This is not a vote in a vacuum, its one with ukip style right in the ascendancy and set to feel justified to act off the back of a leave vote.
Much as I'd find it hard to see why I should vote
for the EU, I will admit that this is my main niggling doubt.
steeplejack suggested elsewhere (what he admits is a longshot) that in the event of Brexit, UKIP may be sated and dissolve. That'd be great, but I'm doubtful. It's more likely that a UKIP-inflected Tory right will be newly invigorated - not that Leave
is a confidence vote in the UKIPpy right, but that because of the way the "debate" has been covered in the media and presented by the official campaigns, a Leave vote may be presented as such. Let's be honest here: that's a worry.

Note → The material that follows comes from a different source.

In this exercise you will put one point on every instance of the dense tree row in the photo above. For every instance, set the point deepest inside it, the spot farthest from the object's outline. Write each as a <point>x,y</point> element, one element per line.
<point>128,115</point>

I've felt very disconnected from this referendum. In real life here, nobody is talking about it. I had thought it was a phony war, whipped up by the media. But over the last couple of days I've been reading reports like that of
John Harris in the Guardian. He paints a picture that I don't recognise, where people
are engaged. Not in the official campaigns, but as a conduit for their dissatisfaction. I think the difference must be that I'm in Scotland: people here really
aren't attaching their dissatisfaction - or interest - to this issue (indeed, if polls are correct, the majority here are for Remain, though they're not necessarily as enthusiastic about the institutions of the EU as sometimes depicted).
ska invita and others draw parallels and differences with the independence referendum. I think the indyref and GE15 are the points at which that same dissatisfaction was expressed here. Those outlets weren't available in Stoke, Merthyr, Birmingham and Manchester (visited by John Harris). Mrs la rouge's family are from the Stoke area, and we visit regularly. It's true that those visits are the only times anyone has discussed the Brexit referendum with me. Maybe that's not just coincidence after all.
I'm still most likely to abstain, because this for me has been a big nothing. Turning on the TV all I see is a spat between neoliberal A and neoliberal B. That's not my fight. But looking at the dissatisfaction described in Stoke, Merthyr, Birmingham and Manchester, I recognise that as my fight. Not the conduit, but the dissatisfaction. If that dissatisfaction is interpreted by the media and the political elite as a vote of confidence in a UKIPpy Tory right, then we have a problem. (There is a parallel though different problem in Scotland, which readers of the Scotland boards can discover for themselves).
I'm thinking aloud here. These aren't fully formed thoughts, because I've given this referendum very little attention.